The `placements` vector shows the number of its graduates that have been hired by each tier.  The first 5 entries are the numbers hired by tiers 1 through 5.  The last seven entries are graduates that were hired by the following collection of institutions (listed in the same order as they appear in the vector):
```
Public Sector
 Private Sector
 Postdocs
 Lecturers
 Unmatched
 Other Groups
 Teaching Universities
```
The `unmatched` tier records graduates who got job at institutions that didn't have id numbers in the econjobmmarket database, or who could not be traced on the internet.  The logic of this is that since the graduates registered on econjobmarket, they were trying for jobs on the international job market, but did not get offers.

The `ratios` property computes the likelihood of the insitutions hires and placements evaluated using the estimated rates of each different tier, each divided by the likelihood measured by the estimamted placement rates for the tier to which they are assigned.  The `hiring_ratios` and `placement_ratios` do the same thing for their hires and placements independently.

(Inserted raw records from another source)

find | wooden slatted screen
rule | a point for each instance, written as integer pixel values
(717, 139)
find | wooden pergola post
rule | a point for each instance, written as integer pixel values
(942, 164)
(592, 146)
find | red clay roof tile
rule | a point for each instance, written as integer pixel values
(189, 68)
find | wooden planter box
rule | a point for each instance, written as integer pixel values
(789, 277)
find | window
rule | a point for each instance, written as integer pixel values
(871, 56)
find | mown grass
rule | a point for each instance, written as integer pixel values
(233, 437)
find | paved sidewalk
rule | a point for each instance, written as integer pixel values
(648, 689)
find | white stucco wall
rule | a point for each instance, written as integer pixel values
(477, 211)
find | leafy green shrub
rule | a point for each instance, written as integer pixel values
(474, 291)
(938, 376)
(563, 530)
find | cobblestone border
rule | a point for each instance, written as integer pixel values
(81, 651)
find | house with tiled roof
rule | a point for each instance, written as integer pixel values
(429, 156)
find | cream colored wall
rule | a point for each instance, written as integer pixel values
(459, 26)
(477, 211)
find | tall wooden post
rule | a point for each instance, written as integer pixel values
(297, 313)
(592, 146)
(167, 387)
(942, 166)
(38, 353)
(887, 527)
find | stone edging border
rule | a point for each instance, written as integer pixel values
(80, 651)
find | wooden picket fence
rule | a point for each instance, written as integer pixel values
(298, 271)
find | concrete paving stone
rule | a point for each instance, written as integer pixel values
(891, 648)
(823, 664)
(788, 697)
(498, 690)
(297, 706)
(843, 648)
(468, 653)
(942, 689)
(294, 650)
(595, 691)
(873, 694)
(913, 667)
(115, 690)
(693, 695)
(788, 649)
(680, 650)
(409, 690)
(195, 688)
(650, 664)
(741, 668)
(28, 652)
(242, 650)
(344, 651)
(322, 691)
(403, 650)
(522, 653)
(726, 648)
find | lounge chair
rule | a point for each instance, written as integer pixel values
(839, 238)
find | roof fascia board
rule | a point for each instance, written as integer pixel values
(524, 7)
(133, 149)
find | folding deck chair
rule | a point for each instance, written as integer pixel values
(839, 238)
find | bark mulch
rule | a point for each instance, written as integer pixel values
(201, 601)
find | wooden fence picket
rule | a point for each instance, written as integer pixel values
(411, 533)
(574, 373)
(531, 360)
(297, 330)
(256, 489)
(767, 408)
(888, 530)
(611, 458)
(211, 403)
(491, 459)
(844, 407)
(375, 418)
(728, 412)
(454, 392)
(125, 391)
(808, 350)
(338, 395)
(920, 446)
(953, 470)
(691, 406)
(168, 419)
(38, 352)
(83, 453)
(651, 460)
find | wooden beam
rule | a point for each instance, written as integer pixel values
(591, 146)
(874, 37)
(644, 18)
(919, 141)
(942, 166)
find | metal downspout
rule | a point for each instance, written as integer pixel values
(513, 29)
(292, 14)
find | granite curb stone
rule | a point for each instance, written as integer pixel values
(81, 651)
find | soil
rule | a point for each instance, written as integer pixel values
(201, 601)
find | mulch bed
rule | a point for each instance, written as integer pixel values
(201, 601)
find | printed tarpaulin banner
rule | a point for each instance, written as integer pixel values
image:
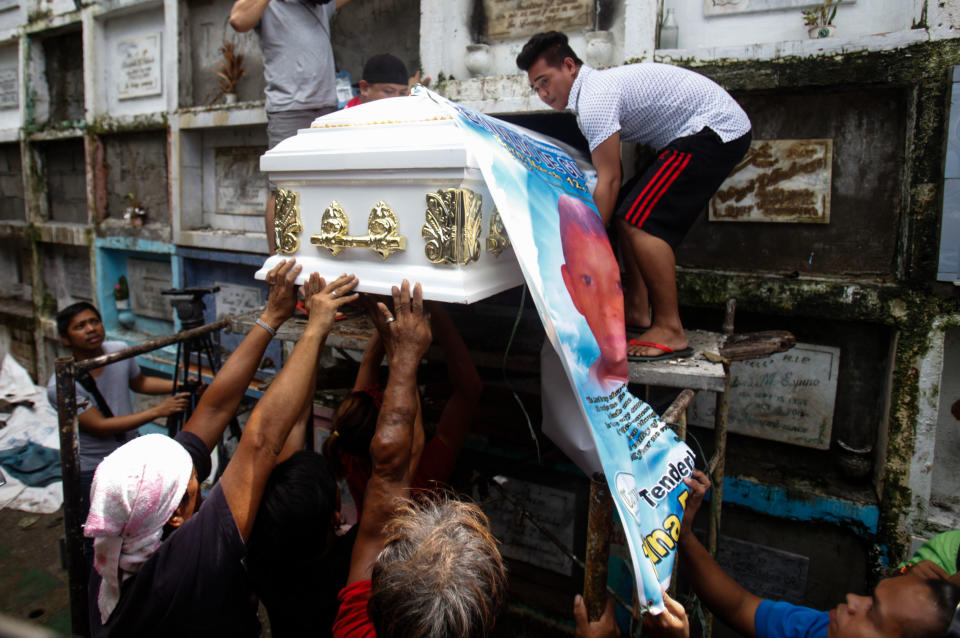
(574, 279)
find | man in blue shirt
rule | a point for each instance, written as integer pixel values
(903, 606)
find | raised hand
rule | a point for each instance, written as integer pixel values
(605, 627)
(323, 300)
(672, 623)
(698, 483)
(409, 326)
(174, 404)
(282, 299)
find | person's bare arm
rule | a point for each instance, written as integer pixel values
(245, 14)
(92, 420)
(219, 402)
(606, 159)
(271, 421)
(145, 384)
(393, 449)
(467, 387)
(369, 372)
(721, 594)
(297, 439)
(603, 627)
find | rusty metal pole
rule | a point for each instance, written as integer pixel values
(599, 522)
(66, 371)
(720, 439)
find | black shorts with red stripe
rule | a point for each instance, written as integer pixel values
(666, 198)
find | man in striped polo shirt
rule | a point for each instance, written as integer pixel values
(700, 133)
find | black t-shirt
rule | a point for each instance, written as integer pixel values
(195, 584)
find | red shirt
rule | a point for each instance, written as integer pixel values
(352, 619)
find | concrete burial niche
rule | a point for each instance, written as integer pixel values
(134, 173)
(130, 64)
(204, 29)
(363, 29)
(239, 293)
(222, 188)
(9, 87)
(10, 14)
(56, 79)
(15, 270)
(11, 183)
(66, 276)
(64, 178)
(945, 482)
(865, 197)
(146, 311)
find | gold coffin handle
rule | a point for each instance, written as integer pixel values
(286, 221)
(383, 226)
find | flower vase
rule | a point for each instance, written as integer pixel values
(124, 316)
(599, 48)
(478, 59)
(822, 31)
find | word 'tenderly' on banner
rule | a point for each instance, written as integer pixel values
(570, 268)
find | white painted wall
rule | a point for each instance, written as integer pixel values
(854, 20)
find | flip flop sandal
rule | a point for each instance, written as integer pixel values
(668, 352)
(636, 329)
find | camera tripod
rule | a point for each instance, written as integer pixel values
(188, 302)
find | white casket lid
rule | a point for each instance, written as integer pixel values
(401, 132)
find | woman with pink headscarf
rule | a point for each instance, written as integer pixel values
(164, 565)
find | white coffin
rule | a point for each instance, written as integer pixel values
(408, 154)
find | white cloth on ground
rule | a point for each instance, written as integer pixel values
(37, 424)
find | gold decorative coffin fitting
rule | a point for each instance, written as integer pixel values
(286, 221)
(382, 236)
(452, 228)
(497, 240)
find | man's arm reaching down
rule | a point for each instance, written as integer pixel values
(722, 595)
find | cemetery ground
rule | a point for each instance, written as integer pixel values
(33, 584)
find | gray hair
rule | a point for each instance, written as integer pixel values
(440, 573)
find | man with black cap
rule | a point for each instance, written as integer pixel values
(297, 63)
(384, 75)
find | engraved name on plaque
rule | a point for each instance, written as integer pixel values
(9, 88)
(241, 188)
(516, 18)
(148, 279)
(786, 397)
(138, 66)
(778, 181)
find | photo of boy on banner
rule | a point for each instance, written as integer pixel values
(592, 277)
(572, 273)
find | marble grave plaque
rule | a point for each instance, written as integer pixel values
(778, 181)
(138, 66)
(9, 88)
(727, 7)
(516, 19)
(147, 279)
(241, 188)
(786, 397)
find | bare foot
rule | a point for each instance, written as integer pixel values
(674, 339)
(637, 321)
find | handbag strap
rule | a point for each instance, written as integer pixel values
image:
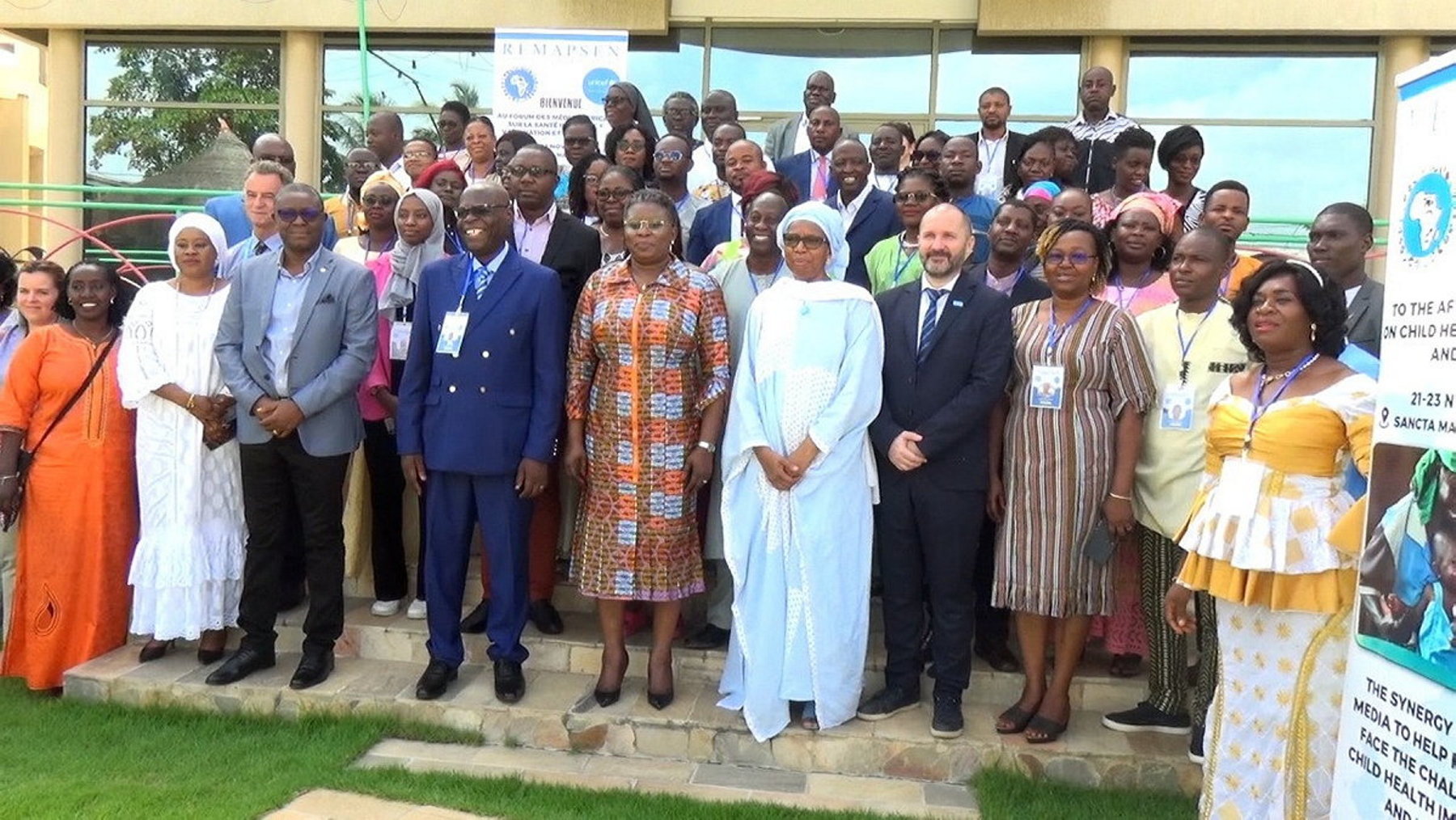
(78, 395)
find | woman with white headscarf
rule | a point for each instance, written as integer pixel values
(188, 565)
(800, 485)
(421, 227)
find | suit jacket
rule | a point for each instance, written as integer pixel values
(711, 226)
(332, 350)
(784, 134)
(1365, 318)
(500, 401)
(877, 219)
(231, 214)
(800, 168)
(946, 398)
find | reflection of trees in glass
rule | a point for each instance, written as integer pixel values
(158, 139)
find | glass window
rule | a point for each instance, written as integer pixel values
(875, 70)
(1040, 76)
(1191, 87)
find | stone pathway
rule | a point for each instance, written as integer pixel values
(700, 781)
(327, 805)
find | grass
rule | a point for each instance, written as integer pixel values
(1008, 794)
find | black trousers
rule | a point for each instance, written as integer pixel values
(386, 487)
(928, 541)
(281, 484)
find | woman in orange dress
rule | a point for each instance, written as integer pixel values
(80, 496)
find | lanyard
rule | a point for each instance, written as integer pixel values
(1261, 407)
(1055, 331)
(1187, 345)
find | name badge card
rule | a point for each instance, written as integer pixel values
(1046, 387)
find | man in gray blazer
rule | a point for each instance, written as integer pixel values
(789, 136)
(296, 340)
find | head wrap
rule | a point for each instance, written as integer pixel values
(210, 227)
(1164, 207)
(407, 260)
(1046, 190)
(832, 225)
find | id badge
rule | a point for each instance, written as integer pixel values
(1046, 387)
(1177, 408)
(1239, 487)
(451, 332)
(400, 341)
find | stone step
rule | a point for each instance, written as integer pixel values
(560, 714)
(578, 651)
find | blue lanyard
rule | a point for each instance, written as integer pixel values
(1055, 331)
(1261, 407)
(1183, 369)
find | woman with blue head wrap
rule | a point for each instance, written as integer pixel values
(800, 485)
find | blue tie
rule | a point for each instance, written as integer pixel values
(928, 325)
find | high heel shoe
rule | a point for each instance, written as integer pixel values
(607, 696)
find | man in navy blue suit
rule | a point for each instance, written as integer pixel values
(870, 213)
(480, 408)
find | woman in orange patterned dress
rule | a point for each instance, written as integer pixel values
(80, 497)
(645, 387)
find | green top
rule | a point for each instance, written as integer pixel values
(890, 265)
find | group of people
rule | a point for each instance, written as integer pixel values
(992, 378)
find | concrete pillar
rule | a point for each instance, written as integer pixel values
(66, 154)
(302, 124)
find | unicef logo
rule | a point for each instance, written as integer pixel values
(518, 83)
(1427, 216)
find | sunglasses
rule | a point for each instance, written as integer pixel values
(293, 214)
(807, 242)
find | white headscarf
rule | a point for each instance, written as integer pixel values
(832, 225)
(210, 227)
(407, 260)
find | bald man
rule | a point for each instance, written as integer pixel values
(1095, 129)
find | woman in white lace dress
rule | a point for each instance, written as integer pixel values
(188, 565)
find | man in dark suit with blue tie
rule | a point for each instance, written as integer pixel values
(480, 408)
(870, 213)
(948, 345)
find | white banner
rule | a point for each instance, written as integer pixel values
(1397, 754)
(544, 76)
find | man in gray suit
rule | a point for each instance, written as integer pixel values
(1339, 241)
(296, 340)
(791, 136)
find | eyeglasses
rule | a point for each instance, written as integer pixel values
(480, 212)
(1077, 258)
(293, 214)
(807, 242)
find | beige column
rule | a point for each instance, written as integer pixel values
(302, 73)
(66, 154)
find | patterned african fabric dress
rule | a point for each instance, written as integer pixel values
(1057, 463)
(79, 516)
(1285, 596)
(644, 363)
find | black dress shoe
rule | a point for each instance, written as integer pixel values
(546, 618)
(243, 663)
(313, 670)
(436, 679)
(997, 656)
(706, 638)
(510, 682)
(473, 623)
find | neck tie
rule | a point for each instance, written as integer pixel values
(820, 187)
(928, 325)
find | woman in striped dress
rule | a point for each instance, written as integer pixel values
(1079, 387)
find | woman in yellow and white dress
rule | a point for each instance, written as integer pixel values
(1279, 439)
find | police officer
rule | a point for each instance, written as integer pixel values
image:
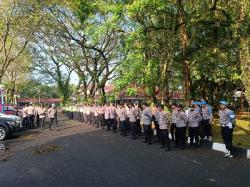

The `euclidean` measure is the euclidean distance between the university's hires and placements, and the average hires and placements of each of the tiers.  Generally that distance should be lowest for the tier into which they were assigned by the classification algorithm. 

Finally the `offer_value` and `hiring_value` properties are estimated using the logic in the appears in the paper [The Mapinator Classification](https://montoya.econ.ubc.ca/papers/markets/markets.pdf).  We estimated the values of the graduates of each tier using a directed search model.  The `hiring_value` parameter is just the total value of all the graduates the university hired.  The `offer_value` is similar.  It estimates the mean value of the offers made by each of 11 hiring tiers times the universities own placement vector.  This is a measure of the total value of the graduates that the university produced.

### Update and Save the Data

The final utility [mike_fine_grained](mike_fine_grained.ipynb) calculate quantiles for the hiring and placement values in the likelihood ratios file.  That has to be done separately because all the values have to be calculated before the quantiles are computed. 

The `likelihood_ratios.json` file is rewritten to add these quantile values.  The new file overwrites the old on.  It also saves the the results to a mysql database.

The notebook also produces figures that show the distributions of hiring and placement values for each tier.